Had this production been a low-budget indie film with a nobody cast, I might have been impressed, amazed even, by what had been accomplished. But with so many seasoned professionals and a generous, expansive budget, Jack The Giant Slayer is horrifically dismal. Best avoid.
22nd March 2013
The Scene To Look Out For:
To explain the backstory of the giants and the magical crown, an opening sequence has been devised. For want of the originality and subtle beauty of Hellboy 2 the best this film can muster is a nasty CGI animated segment that could easily have been a rushed pre-vis sequence. Then there’s the content.. Erik The Great commanded the fealty of the giants, before sending them back into the sky, with the power of the magic crown… made of a giant’s heart… somehow.. at some other point.. by someone. It’s this kind of wishy-washy plot hole that really screw this film. Erik manages to craft a crown out of a giant’s heart; ok, well if I were to believe that I don’t see how it would magically command the giants to do things. And don’t give me that “it’s only a kid’s film, stop overthinking it” crap because children are smarter than that and it’s unchallenging shit like this that keeps them away from the cinema. Kids can follow The Lord Of The Rings for crying out loud, give them a bit of credit.

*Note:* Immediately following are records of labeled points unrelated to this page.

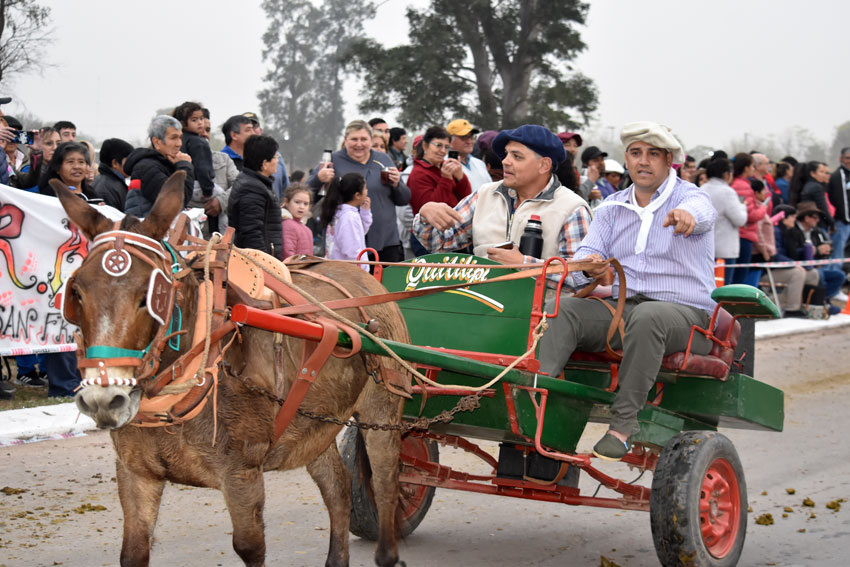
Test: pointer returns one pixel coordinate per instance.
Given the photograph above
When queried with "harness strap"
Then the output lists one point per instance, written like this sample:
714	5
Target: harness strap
101	351
313	358
300	308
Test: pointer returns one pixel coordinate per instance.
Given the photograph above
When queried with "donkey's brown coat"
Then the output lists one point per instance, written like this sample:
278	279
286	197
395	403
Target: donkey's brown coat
243	446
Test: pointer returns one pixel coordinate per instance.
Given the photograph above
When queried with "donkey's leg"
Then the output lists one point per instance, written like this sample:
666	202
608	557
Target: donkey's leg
244	493
140	497
383	449
334	482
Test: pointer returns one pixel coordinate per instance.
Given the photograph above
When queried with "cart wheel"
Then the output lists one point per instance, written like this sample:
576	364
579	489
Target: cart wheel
414	499
698	505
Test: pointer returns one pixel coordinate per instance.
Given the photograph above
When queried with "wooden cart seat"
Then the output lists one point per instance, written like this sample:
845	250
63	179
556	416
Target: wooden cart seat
715	364
733	302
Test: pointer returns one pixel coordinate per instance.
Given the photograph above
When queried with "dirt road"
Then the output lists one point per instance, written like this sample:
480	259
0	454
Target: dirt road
69	514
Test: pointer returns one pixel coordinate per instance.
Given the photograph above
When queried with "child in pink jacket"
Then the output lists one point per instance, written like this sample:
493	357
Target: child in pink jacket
346	217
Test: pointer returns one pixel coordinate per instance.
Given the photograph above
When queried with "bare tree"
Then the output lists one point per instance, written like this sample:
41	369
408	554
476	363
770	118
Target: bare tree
24	32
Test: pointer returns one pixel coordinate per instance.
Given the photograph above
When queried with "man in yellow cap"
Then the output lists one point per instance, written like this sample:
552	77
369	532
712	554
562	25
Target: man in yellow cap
661	229
463	142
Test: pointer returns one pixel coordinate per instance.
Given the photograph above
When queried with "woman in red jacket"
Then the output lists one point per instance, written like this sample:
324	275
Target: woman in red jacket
435	177
743	170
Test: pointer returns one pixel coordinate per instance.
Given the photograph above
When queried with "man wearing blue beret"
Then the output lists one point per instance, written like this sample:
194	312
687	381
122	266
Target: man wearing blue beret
661	229
498	212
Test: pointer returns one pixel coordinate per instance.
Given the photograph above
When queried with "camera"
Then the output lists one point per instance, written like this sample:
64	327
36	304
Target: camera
22	137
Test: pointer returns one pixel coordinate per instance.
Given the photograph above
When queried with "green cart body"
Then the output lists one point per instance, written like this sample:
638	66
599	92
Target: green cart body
465	337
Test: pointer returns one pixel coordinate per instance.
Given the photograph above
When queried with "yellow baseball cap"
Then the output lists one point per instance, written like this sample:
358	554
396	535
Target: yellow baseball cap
461	127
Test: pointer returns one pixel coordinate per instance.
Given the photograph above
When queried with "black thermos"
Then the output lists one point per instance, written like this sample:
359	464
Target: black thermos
531	243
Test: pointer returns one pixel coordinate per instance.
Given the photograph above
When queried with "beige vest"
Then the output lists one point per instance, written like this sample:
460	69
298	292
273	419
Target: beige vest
492	223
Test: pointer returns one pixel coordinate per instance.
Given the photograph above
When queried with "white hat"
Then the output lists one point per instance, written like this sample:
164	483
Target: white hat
613	166
655	135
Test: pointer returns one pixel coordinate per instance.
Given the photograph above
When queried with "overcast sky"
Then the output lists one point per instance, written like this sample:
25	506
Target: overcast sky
710	69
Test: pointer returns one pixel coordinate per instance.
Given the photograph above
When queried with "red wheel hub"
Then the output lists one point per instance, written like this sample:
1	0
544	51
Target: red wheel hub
412	496
720	508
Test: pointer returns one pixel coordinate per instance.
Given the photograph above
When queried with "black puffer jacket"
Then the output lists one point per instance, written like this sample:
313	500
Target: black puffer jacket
254	211
152	169
110	187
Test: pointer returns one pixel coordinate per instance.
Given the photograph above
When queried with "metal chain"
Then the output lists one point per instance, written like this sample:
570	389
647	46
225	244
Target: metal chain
466	403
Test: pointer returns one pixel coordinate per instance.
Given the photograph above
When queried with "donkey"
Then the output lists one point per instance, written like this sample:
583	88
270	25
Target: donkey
230	443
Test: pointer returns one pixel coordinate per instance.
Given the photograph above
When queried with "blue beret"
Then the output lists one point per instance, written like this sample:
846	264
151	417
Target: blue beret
536	137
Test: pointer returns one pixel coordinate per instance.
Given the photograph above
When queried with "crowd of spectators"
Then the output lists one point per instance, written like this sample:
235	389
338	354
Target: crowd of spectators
405	198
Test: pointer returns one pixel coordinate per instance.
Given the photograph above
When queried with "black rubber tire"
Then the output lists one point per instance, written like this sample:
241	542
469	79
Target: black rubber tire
364	514
689	460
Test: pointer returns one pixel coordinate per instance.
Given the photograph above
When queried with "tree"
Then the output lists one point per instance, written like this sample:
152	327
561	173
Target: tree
839	142
24	32
303	104
499	63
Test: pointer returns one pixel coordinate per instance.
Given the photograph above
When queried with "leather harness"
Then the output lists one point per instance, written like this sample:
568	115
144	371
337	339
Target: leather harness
180	391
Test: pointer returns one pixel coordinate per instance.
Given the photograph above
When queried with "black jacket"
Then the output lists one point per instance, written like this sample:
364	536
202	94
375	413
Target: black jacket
840	196
815	191
110	187
254	212
199	150
794	240
152	169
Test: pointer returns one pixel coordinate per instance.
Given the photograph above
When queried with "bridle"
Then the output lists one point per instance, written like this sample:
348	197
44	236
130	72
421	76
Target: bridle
120	247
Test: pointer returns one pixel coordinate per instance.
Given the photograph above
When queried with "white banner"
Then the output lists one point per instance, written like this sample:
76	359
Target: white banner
40	248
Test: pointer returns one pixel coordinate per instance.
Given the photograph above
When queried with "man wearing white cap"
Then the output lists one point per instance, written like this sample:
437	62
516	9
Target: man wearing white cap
661	230
463	141
610	182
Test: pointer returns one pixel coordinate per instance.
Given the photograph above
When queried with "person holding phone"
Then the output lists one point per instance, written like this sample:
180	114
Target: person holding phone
18	154
383	180
436	177
499	211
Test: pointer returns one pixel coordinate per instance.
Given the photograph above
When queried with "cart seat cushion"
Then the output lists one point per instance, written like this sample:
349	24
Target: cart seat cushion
715	364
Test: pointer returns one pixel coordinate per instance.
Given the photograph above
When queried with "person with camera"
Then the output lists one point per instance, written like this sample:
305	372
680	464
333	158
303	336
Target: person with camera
383	180
17	150
807	240
436	178
152	166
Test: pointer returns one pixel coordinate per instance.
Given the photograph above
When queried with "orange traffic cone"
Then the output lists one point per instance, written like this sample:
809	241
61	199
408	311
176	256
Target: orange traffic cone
719	272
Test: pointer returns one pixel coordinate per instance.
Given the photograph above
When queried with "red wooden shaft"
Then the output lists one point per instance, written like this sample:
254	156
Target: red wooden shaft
277	323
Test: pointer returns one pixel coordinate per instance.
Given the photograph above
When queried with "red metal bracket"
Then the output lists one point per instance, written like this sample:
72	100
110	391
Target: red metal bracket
312	359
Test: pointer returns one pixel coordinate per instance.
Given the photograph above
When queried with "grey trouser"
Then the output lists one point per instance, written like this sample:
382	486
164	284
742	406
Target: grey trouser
653	329
794	278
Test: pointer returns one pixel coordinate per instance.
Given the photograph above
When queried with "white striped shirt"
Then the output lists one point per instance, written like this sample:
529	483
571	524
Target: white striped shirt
672	267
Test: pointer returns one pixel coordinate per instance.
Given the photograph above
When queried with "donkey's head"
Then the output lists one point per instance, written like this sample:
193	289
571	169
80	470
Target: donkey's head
109	298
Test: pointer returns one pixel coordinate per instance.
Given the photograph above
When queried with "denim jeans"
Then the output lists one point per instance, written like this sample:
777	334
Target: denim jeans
739	275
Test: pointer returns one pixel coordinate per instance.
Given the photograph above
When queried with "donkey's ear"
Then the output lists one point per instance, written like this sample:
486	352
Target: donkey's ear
168	205
82	214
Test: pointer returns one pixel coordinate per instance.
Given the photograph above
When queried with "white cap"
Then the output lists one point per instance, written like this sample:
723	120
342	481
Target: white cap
613	166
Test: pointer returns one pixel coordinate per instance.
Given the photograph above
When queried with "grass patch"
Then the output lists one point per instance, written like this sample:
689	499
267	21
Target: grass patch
31	398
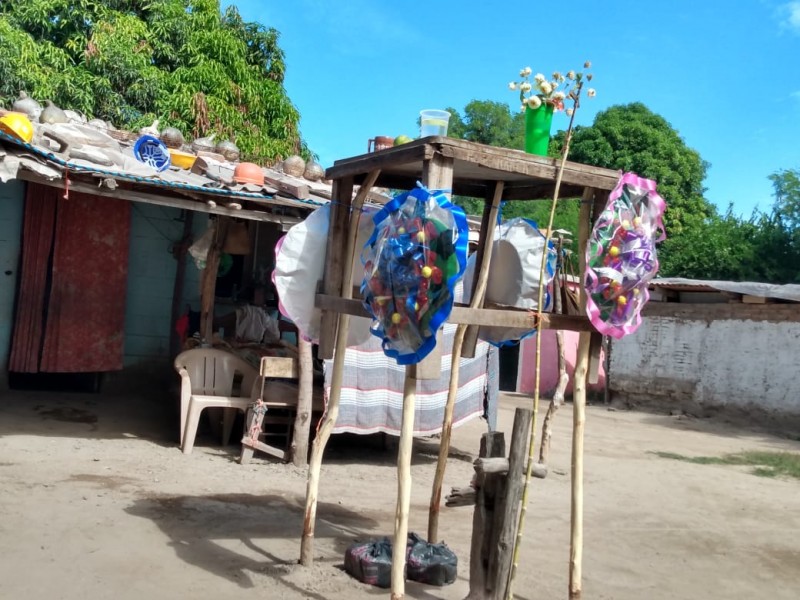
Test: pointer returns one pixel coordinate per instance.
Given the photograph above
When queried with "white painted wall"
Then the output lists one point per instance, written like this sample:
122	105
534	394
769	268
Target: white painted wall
710	364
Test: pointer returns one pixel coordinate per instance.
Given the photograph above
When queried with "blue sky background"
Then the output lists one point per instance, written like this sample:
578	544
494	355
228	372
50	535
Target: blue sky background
724	73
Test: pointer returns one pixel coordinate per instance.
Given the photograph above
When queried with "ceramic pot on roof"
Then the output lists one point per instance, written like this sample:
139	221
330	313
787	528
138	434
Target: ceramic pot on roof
248	173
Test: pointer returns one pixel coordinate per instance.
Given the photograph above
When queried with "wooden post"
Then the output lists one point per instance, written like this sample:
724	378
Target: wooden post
479	290
507	515
209	281
338	234
342	195
576	512
492	445
305	395
488	224
403	487
563	377
180	250
579	415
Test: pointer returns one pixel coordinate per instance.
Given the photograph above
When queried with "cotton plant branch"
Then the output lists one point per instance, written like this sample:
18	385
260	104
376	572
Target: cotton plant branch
573	95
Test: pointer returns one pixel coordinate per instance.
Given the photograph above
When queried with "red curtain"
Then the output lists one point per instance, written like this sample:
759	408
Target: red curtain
84	307
37	245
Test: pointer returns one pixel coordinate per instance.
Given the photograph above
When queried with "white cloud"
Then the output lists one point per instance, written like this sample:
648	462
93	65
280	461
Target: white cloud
790	16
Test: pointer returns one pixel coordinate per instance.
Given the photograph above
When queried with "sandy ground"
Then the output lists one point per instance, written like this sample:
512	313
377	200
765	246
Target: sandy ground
96	501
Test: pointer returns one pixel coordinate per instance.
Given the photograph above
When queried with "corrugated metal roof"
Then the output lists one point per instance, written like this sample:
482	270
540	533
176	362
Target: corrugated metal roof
789	291
46	159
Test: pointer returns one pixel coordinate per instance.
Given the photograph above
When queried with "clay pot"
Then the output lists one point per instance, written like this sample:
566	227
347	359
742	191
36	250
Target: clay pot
172	138
314	171
229	150
27	106
294	166
205	144
248	173
52	114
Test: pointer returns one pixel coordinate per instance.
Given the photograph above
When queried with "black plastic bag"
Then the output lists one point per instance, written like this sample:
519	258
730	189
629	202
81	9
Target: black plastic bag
370	562
434	564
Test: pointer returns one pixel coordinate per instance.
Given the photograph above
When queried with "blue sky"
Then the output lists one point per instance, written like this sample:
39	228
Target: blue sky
724	73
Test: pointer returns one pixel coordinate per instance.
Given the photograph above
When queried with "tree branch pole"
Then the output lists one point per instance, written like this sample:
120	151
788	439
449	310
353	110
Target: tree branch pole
579	418
332	412
536	392
479	291
563	377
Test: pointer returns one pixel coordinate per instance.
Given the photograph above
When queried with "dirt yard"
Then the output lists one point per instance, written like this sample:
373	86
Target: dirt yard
96	501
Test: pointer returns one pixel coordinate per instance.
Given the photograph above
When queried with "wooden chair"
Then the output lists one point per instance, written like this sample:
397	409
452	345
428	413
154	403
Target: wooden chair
207	381
278	390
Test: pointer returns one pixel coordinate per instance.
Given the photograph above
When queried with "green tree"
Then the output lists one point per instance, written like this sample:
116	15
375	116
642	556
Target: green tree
786	185
129	61
493	124
633	138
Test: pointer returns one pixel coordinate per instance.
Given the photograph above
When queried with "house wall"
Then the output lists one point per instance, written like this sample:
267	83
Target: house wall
704	365
151	277
526	372
12	196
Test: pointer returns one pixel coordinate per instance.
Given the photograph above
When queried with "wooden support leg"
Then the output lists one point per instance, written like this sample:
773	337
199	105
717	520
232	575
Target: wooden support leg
507	516
254	422
479	290
492	445
403	487
576	513
332	412
305	395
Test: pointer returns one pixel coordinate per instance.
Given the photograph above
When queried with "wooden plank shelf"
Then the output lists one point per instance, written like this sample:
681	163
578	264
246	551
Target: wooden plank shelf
476	169
482	317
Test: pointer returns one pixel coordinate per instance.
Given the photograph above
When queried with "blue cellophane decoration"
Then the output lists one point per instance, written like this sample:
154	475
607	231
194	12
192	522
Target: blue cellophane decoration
412	262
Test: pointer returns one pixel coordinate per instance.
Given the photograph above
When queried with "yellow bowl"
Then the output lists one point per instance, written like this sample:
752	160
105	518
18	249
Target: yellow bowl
184	160
17	125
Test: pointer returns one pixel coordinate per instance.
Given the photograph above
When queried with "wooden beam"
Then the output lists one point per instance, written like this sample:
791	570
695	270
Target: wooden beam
501	465
484	317
416	151
488	224
334	262
121	193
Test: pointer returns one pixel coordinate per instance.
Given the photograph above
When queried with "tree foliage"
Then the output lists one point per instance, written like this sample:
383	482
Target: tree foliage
702	243
129	61
632	138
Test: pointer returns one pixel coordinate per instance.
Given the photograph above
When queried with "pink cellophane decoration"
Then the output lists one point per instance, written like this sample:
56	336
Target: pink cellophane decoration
621	256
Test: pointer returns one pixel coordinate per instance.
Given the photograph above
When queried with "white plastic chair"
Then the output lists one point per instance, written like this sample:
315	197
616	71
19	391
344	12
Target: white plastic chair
207	378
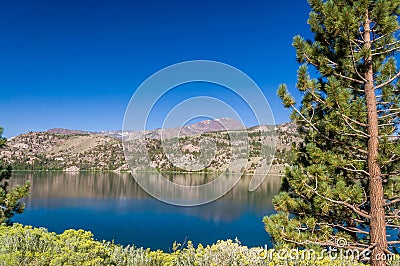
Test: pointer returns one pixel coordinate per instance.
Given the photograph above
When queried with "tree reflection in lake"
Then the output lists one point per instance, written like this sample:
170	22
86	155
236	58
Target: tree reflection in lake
113	206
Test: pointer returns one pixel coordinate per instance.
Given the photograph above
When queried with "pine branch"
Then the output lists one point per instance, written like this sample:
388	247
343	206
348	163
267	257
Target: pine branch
392	202
385	35
348	78
386	51
348	205
388	81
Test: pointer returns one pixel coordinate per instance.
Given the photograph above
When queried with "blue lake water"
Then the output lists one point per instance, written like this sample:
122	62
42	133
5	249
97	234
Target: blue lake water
114	207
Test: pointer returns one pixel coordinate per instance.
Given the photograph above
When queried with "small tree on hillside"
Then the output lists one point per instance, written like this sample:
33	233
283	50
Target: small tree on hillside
344	185
9	198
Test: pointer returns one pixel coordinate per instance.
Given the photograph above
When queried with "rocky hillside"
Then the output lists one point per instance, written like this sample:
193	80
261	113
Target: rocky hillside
74	150
69	152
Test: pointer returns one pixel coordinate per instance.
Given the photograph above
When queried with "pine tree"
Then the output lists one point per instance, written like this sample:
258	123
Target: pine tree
9	198
345	180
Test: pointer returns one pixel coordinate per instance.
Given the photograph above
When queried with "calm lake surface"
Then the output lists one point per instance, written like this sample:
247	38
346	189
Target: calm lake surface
114	207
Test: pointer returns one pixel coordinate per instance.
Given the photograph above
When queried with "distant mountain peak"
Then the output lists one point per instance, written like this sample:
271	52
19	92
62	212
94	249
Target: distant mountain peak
65	131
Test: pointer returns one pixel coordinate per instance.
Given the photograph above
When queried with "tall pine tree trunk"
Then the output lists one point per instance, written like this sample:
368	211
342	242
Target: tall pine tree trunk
377	223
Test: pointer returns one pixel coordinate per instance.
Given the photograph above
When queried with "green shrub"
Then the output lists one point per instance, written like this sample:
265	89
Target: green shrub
25	245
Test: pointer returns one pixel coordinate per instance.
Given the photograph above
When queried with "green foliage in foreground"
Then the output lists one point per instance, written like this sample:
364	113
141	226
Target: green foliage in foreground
24	245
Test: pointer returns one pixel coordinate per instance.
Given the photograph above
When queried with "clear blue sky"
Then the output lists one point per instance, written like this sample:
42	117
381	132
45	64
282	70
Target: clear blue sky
75	64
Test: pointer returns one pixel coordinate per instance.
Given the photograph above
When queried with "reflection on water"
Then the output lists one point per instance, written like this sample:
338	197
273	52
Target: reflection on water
113	206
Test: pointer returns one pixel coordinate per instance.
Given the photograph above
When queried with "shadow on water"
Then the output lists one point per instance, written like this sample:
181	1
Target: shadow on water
114	206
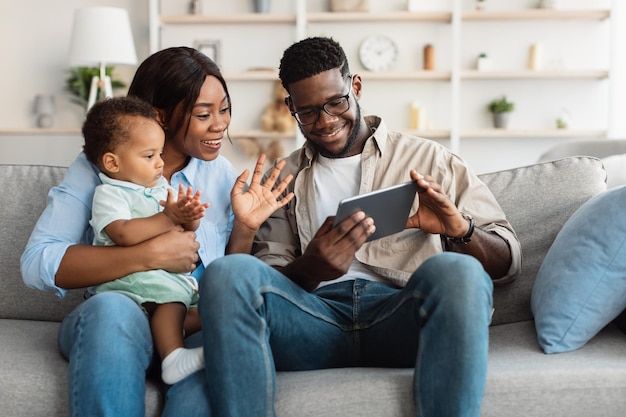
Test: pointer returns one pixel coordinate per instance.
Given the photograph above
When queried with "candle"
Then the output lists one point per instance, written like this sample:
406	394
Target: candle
534	57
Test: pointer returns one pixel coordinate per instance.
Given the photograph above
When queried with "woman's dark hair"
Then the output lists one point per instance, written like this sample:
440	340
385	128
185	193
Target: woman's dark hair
108	123
309	57
171	79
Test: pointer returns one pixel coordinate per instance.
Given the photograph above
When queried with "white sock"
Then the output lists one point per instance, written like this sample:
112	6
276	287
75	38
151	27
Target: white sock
181	363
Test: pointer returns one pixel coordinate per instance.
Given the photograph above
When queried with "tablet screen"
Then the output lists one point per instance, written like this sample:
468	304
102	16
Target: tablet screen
389	207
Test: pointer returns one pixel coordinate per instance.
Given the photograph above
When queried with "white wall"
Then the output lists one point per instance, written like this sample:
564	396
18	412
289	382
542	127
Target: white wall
34	44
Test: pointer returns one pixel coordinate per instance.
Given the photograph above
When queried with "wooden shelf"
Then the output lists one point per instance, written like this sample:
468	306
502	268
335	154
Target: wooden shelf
260	134
252	75
25	131
400	16
191	19
537	14
427	133
532	133
406	75
533	75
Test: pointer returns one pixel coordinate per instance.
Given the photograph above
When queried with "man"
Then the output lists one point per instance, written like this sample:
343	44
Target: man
324	298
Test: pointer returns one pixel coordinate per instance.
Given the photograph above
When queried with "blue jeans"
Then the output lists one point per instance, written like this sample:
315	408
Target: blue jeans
108	343
256	321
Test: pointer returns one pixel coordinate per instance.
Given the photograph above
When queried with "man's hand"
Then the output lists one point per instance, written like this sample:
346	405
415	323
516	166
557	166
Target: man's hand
436	213
330	253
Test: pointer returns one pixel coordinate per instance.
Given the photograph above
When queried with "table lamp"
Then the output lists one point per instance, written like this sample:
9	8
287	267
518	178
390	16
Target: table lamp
101	36
44	110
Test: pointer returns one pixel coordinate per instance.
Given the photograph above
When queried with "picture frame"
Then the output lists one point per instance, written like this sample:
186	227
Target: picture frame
209	47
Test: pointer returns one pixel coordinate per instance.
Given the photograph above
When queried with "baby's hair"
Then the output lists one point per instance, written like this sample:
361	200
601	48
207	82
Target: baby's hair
310	57
108	123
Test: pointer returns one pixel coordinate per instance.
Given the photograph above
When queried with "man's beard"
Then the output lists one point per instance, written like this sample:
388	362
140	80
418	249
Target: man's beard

Of all the lost performances, I actually found myself enjoying Ewan McGregor’s character. A little campy, a little panto but for the most part, strangely amusing and engaging. That’s literally all I can say about that. The rest is a dire slew of rancid ramblings, tired mumbling and phoned in dithering.
“I may not be the hero of this story but at least I’ll get to see the end of it”
In A Few Words:
“Cliched, formulaic and surprisingly ugly, Jack The Giant Slayer is a huge disappointment. What the hell happened, Singer?”